JA! RILKE! AH WIR! JAWOHL DIE LEGION!
SCHWÄNZE HART WIE KRUPPSTAHL! DAS SALZ
DER WÜSTE GOBI! OH RÜBEZAHL!
und er warf sich
auf Fatima
und fiel in Ohnmacht.
Als er zu sich kam
war es Dämmerung,
der Muezzin heulte,
und auf der Schreibmaschine
saß eine Maus
und schiß.
Aus: Trotzki, Goethe und das Glück (Gedichte 1974–1979)

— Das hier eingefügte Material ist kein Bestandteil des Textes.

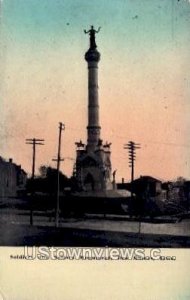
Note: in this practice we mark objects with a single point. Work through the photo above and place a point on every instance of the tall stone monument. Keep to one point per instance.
(93, 164)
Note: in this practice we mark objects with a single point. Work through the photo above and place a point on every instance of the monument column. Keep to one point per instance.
(92, 57)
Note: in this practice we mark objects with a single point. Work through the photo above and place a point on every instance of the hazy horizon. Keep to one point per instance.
(144, 85)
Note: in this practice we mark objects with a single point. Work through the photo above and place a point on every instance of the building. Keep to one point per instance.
(93, 162)
(12, 178)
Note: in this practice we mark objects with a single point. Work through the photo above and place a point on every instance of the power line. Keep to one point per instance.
(59, 159)
(34, 142)
(131, 147)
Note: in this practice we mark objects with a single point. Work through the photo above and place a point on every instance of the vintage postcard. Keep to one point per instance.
(94, 152)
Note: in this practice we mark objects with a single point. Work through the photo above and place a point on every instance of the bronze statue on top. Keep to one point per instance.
(92, 33)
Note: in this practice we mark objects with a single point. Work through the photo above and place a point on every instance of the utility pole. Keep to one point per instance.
(132, 146)
(33, 142)
(59, 159)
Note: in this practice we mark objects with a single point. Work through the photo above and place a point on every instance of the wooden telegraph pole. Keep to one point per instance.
(59, 159)
(132, 146)
(33, 142)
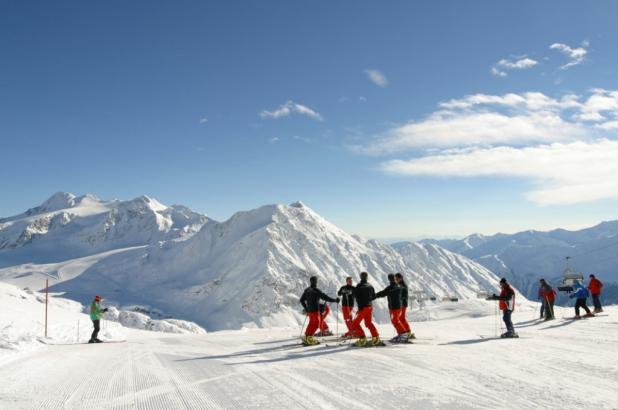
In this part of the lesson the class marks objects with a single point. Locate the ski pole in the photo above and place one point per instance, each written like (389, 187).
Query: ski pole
(337, 326)
(303, 326)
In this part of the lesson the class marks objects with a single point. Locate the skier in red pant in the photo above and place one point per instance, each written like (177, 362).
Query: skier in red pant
(393, 295)
(404, 306)
(324, 311)
(310, 300)
(347, 305)
(364, 295)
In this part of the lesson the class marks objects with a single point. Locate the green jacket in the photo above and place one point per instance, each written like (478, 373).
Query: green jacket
(95, 311)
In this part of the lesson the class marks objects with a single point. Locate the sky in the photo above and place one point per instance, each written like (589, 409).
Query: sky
(393, 120)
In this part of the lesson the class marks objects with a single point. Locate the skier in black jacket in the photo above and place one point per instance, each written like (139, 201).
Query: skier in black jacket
(347, 304)
(365, 294)
(404, 306)
(311, 300)
(393, 293)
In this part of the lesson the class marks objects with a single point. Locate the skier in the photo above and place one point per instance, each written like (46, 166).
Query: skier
(324, 311)
(347, 304)
(404, 305)
(541, 298)
(365, 294)
(595, 286)
(95, 316)
(393, 296)
(507, 306)
(310, 301)
(581, 293)
(549, 296)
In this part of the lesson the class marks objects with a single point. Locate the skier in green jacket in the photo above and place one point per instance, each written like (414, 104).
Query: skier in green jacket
(95, 316)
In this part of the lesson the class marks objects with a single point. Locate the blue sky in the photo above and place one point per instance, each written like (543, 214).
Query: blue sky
(392, 120)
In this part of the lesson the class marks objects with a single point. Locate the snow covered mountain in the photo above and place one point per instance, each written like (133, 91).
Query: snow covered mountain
(248, 270)
(67, 227)
(526, 256)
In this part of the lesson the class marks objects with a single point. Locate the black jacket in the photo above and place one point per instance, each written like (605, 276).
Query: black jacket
(364, 294)
(311, 298)
(393, 295)
(404, 294)
(347, 295)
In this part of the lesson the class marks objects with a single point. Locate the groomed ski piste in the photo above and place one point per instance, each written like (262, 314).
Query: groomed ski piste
(456, 363)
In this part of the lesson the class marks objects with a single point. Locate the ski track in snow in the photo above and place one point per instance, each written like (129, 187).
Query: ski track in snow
(555, 365)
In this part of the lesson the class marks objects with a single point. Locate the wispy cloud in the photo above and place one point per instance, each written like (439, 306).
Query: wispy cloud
(567, 146)
(498, 73)
(576, 55)
(520, 63)
(290, 107)
(376, 77)
(562, 174)
(483, 119)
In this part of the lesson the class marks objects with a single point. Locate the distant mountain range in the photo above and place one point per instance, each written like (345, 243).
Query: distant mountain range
(526, 256)
(247, 271)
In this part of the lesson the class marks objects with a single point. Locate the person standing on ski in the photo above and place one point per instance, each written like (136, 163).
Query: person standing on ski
(595, 286)
(347, 304)
(310, 300)
(507, 306)
(393, 296)
(541, 299)
(364, 295)
(95, 316)
(324, 311)
(404, 305)
(549, 296)
(581, 294)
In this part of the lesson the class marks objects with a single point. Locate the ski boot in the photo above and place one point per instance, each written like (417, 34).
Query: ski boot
(361, 342)
(375, 341)
(310, 341)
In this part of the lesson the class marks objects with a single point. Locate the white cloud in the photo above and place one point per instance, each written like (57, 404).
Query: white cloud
(498, 73)
(482, 119)
(563, 174)
(290, 107)
(518, 64)
(575, 55)
(599, 105)
(376, 77)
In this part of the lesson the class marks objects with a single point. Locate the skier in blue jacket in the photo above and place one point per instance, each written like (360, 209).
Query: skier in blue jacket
(581, 293)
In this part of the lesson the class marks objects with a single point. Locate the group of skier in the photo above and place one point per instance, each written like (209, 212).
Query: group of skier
(363, 295)
(315, 306)
(547, 297)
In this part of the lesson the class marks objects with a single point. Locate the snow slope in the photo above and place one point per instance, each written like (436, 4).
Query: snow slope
(251, 269)
(555, 365)
(22, 322)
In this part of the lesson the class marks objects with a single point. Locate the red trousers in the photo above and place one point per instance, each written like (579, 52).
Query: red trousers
(347, 316)
(364, 314)
(396, 320)
(314, 323)
(323, 324)
(404, 321)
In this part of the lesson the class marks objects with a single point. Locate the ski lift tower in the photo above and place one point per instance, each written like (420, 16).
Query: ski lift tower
(569, 277)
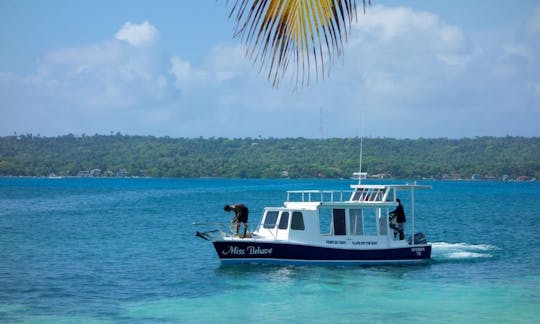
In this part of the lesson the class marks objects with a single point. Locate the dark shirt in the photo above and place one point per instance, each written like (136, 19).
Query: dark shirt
(241, 212)
(400, 214)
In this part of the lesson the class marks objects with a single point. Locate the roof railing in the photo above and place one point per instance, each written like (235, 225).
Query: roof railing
(318, 195)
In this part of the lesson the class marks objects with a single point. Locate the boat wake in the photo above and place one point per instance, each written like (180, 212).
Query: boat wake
(443, 251)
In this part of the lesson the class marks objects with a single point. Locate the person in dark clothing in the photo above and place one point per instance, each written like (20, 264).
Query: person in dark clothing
(399, 213)
(240, 217)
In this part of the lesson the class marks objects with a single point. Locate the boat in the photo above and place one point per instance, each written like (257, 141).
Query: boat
(350, 227)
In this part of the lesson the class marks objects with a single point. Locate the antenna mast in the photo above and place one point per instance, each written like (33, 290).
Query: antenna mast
(360, 174)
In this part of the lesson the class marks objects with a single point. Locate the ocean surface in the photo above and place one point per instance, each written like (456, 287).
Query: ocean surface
(124, 251)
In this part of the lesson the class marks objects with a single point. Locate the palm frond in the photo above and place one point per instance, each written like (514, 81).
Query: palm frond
(307, 34)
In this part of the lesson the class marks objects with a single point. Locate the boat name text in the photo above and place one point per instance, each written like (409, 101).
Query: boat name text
(249, 250)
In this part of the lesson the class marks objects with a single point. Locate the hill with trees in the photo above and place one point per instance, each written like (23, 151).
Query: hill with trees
(124, 155)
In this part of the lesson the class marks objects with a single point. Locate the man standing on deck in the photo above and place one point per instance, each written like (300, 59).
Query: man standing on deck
(240, 216)
(400, 218)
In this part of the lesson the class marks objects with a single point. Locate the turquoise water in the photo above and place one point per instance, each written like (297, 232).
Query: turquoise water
(124, 250)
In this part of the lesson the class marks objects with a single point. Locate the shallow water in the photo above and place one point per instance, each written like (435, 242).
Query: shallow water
(124, 250)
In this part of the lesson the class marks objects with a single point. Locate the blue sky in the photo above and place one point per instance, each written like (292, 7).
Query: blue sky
(172, 68)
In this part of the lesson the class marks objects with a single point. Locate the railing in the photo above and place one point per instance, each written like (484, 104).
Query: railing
(318, 195)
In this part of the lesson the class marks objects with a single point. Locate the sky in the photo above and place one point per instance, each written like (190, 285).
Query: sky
(410, 69)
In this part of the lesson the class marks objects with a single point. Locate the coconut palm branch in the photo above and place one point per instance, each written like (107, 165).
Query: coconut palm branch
(307, 34)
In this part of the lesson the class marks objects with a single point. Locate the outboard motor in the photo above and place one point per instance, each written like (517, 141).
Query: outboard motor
(419, 238)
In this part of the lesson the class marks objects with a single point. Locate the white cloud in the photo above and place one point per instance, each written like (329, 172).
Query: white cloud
(409, 74)
(137, 35)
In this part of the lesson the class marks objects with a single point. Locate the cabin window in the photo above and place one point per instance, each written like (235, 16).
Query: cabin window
(370, 220)
(339, 222)
(271, 219)
(356, 222)
(284, 221)
(297, 221)
(325, 221)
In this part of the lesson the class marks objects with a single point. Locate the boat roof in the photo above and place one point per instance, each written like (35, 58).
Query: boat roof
(395, 186)
(365, 195)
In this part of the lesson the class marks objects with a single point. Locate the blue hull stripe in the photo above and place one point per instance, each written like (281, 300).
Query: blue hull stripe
(266, 252)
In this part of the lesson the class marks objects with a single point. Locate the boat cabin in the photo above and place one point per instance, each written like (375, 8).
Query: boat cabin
(319, 217)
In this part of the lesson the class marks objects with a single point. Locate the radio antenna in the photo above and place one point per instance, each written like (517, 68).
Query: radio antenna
(360, 173)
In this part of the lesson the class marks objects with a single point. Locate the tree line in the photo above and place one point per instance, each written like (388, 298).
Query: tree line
(439, 158)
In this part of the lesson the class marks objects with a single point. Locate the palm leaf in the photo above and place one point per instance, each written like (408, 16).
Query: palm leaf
(307, 34)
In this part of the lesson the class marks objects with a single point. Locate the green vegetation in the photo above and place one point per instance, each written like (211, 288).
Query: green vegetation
(120, 155)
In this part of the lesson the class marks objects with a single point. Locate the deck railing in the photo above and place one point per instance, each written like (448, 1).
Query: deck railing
(318, 195)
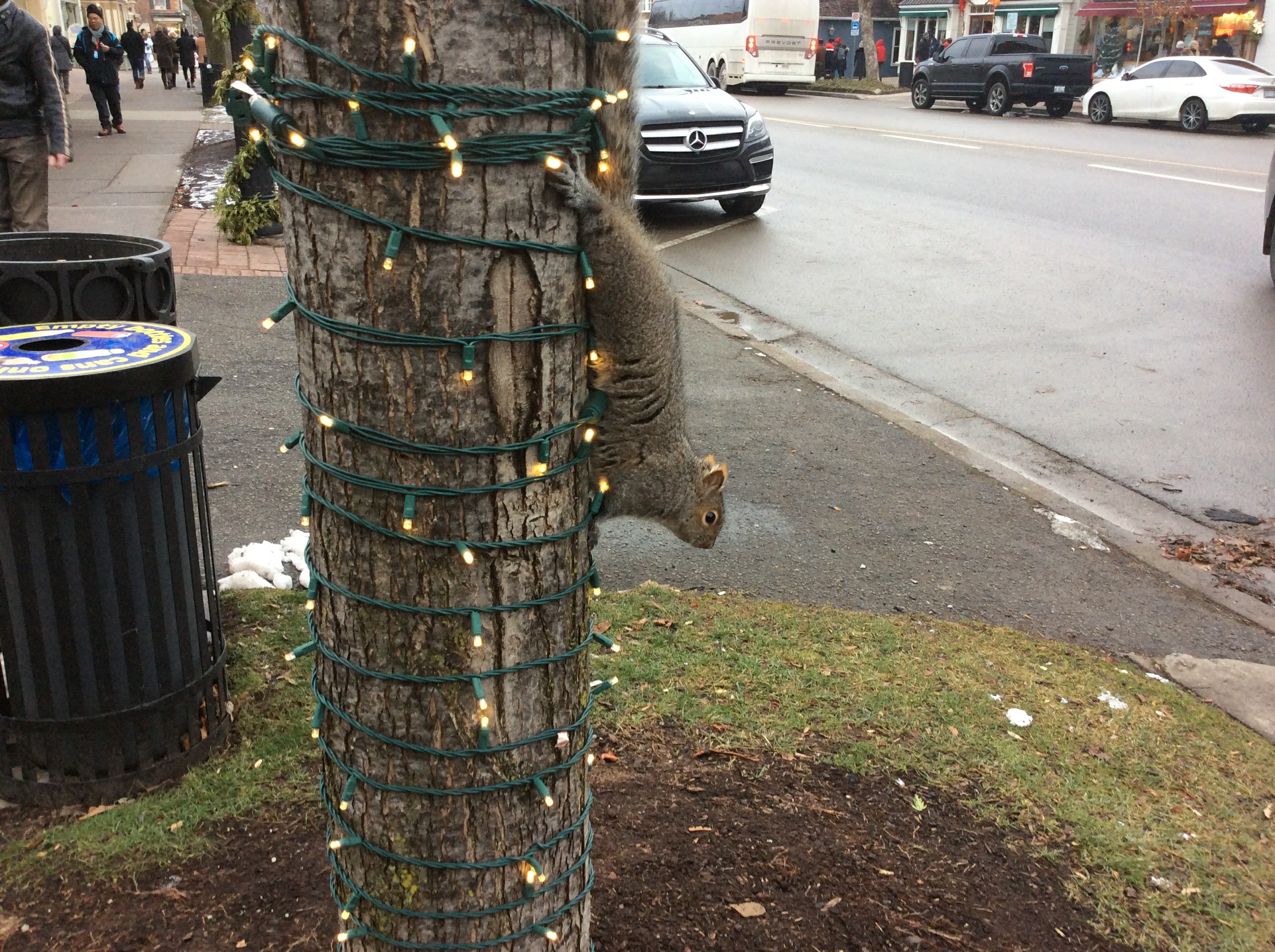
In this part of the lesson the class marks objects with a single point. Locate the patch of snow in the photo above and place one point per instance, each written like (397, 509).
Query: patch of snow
(1019, 718)
(1070, 529)
(1112, 701)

(Erstmals erschienen 1979 im Verlag Rogner & Bernhard, München.)
JAWOHL!
Dass es so eine vielfach verkorkste Sache ist, die Aktualität einer Dichtung zu behaupten, deren Autor lange tot ist, zeigt sich vor allem dann, wenn dieser Schimmer vermeintlicher Aktualität gleichmäßig verteilt über dem ganzen Text liegt, neblig, nirgends greifbar, aber überall. In diesem Fall wird die Aktualität zum wohlfeilsten Grund, warum man in einem bestimmten Moment gerade auf dieses Gedicht zeigt und nicht auf jenes. Was aber heißt da „deren Autor lange tot ist“? Jede Dichtung spricht aus der Vergangenheit heraus; es geht nur um den Punkt, an dem das Wasser so tief wird, dass ich nicht mehr stehen kann, und der Unterscheid zwischen drei und dreihundert Metern marginal wird. (Gerade hier zeigt der Tod, was er für einen wohlfeilen Grund hergibt.) Nur weil die „Lieder der Griechen“ von Wilhelm Müller, die in den 1820er-Jahren geschrieben und für die Sache der griechischen Revolution laut wurden, Verse enthalten, die sich mühelos in den Sud der Schlagzeilen mischen könnten, die in letzter Zeit aus dem Wortfeld „Griechenland“ geschöpft werden, ist das nicht Aktualität; dass die Gedichte um die Frage kreisen, wie und ob Mitteleuropa Militäreinsätze bei Revolutionen im südlichen Mittelmeerraum gestalten sollte, schon eher. Beides allerdings ein wenig. „Wenn hinten, weit, in der Türkei“. Rede von Aktualität ist mit Eile verbunden und unterschlägt naturgemäß zumeist die mitgeschriebene Sprecherinstanz, wenn ein Satz aus gegebenem Anlass hervorgezogen wird. Wie Goethes Verse „Nichts Bessers weiß ich mir an Sonn- und Feiertagen, / Als ein Gespräch von Krieg und Kriegsgeschrei, / Wenn hinten, weit, in der Türkei, / Die Völker aufeinander schlagen.“, die gern aktuell als Beweislast für des Dichters vermeintliche politische Wurstigkeit etc. herangezogen werden, aber de facto in einem Gespräch dreier Witzfiguren fallen.
Da lasse ich lieber den gegebenen Anlass unscharf, wenn ich eine besonders schöne Figurenrede von Jörg Fauser zitieren möchte. Belutschistan Joe im Hotel Petit Chaperon rouge, V.54ff.Das Gedicht ist mit „Rabat, 31.7.1975“ datiert, es spricht ab V.50 Belutschistan Joe, kurz vor der Ohnmacht, in hitziger Situation. Nicht erst die wunderbare Inquit-Formel „schrie Joe und achtete nicht / auf verschiedene platzende Adern“ deutet sehr darauf hin, dass hier jene, die zu wissen glauben, „was gesagt werden muss“, lernen können, wie das geht. Wie gute politische Lyrik weiß, die Distanz muss groß sein und sich in jeder Richtung die Waage halten; die Situation darf nicht ausschließlich politisch sein, sondern eher gewöhnlich; und alle Menschen müssen Brüder werden, wo der Flügel der Ironie weilt und zittert und sie alle anspricht, uns mit; mit stürmischer Bejahung einer nebligen Aktualität; auf mehr als eine Krise anwendbar; durch eine Figurenrede gebrochen und so von vielen Stimmen erzählend, denn nur so ist allen und letztlich auch uns zu helfen.
„DEINE MUSCHI IST JA SCHON MIT MOHAMMED
OBSOLET GEWORDEN! JAWOHL! VIVALDI! JAWOHL!
SCHILLER! JAWOHL! FEUILLETON! DAS ABENDLAND!
JA! RILKE! AH WIR! JAWOHL DIE LEGION!